Where Do We Go From Here? Solutions For Teens Facing Mental Health Issues.


We have established that teens are hurting, why they may be suffering, and what that might look like, but where do we go from here? Although these conversations are hard to have between teens and adults, they are necessary. Without telling someone else, nobody will know what is wrong in the first place and they won’t be able to assist in any meaningful way. Mental health is hard to bring up to a young person’s trusted adult because of the fear of reprisal. Teens don’t want that person, nor a parent, to punish them for how they are feeling; they also don’t want to be sent away to therapy or to be hospitalized for coming to their parent or trusted adult to start a conversation that is likely life saving. Most of the time the teen wants to be helped by the parent or adult they go to. It’s also hard to reach out, most teens believe that they are unique in their struggles; that their parents don’t understand. Even though the methods of dealing with mental health have changed over time, adults have most likely shared a similar mental state when they were young.  It is very possible that parents DO understand. So how do we start these conversations?

I recently sat down with fellow student Kenzie Dodson to understand her approach of talking to her parents about her mental health.

H: Do you feel like you can talk to your parents about your mental health? Why or why not?

K: Yes, because throughout the years, my parents and I have remained on close terms so that if I ever feel depressed I have someone to turn to. It is sometimes hard for them because I’m a teenager who needs space, although I do need emotional support. But my parents are very good at checking in with me every day even when I don’t want it.

H: Do you believe it is easier to talk to another trusted adult?

K: Sometimes it is easier to talk to another adult because I don’t want to hurt my parents by feeling certain ways. My parents have spent their whole time as a parent trying to raise me the right way and make sure that I’m happy, and for me to feel depressed makes me feel like I’m not thankful for them and their hard work. 

H: What would make this conversation easier to have with a parent or trusted adult?

K: It would make it more comfortable knowing that the person I’m talking to has been through the same situation mentally.

| Hope Dawson
Gina and Jamie Knowles

I also talked to Gin Knowles, Jamie Knowles’s mom, about how she approaches conversations with Jamie concerning issues regarding mental health . 

H: Do you feel like you can reach out to your high school aged student, and start a conversation about mental health?

G: Absolutely.

H: Why?

G: We have a really open relationship about all kinds of things. We talk about everything. And we have different people in our family that have issues and we’ve talked about those in different people in our immediate family have seen and counselor so it’s just not something that we think of as a stigma. 

H: For others who may not have it as easy as you guys, what would you say to help make the conversation a little bit easier.

G: I think you just should look at talking about [mental health] like anything else, you know, just like if you have a sore arm or a broken leg. It’s nothing to be embarrassed about you just need to, you know, reach out for help if you need it, or talk to a counselor. Talk to someone in school. Talk to anybody that you know you can, but it just shouldn’t be looked at as something negative. It’s just something else to talk about and fix, and, you know, however [or] whatever [with] sources [and] resources you can use [to help].
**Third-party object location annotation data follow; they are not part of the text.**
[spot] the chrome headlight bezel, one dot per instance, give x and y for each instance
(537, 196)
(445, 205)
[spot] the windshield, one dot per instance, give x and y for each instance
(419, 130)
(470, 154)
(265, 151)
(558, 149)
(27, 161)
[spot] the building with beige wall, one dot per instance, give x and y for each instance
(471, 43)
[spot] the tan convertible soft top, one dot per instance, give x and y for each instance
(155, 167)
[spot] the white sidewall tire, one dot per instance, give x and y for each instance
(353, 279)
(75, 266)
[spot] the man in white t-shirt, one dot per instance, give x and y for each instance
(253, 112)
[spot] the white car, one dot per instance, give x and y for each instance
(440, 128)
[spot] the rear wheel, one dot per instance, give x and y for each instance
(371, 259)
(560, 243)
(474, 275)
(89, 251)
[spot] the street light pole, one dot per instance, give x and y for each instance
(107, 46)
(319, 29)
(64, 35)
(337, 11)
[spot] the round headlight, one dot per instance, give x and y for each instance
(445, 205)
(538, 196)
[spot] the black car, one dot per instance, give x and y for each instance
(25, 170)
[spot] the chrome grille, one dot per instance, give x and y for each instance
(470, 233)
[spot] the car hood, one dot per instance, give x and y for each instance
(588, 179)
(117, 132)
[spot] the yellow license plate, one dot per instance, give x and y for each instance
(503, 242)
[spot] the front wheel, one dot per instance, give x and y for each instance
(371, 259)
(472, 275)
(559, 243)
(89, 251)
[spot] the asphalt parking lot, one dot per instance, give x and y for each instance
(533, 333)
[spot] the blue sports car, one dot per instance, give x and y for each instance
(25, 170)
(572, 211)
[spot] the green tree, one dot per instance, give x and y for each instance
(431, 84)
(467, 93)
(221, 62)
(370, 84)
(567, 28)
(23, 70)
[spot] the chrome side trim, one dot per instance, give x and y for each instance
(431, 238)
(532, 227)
Starting the conversation of mental health with your student or parent/trusted adult is not easy, however, it is something that must be done. Students are loaded with stress, and it is hard to know what is happening in their head. These conversations should become a priority to better the students’ mental fitness. Talking to someone is the first step in making your mental health better and a priority. If you’re forced to take the first step, then gather your courage and do it. If, on the other hand, your adult is asking (prying even) into your personal mental space, then let them in! Slow down and try to realize that the adults around us are deeply concerned and actually want to help.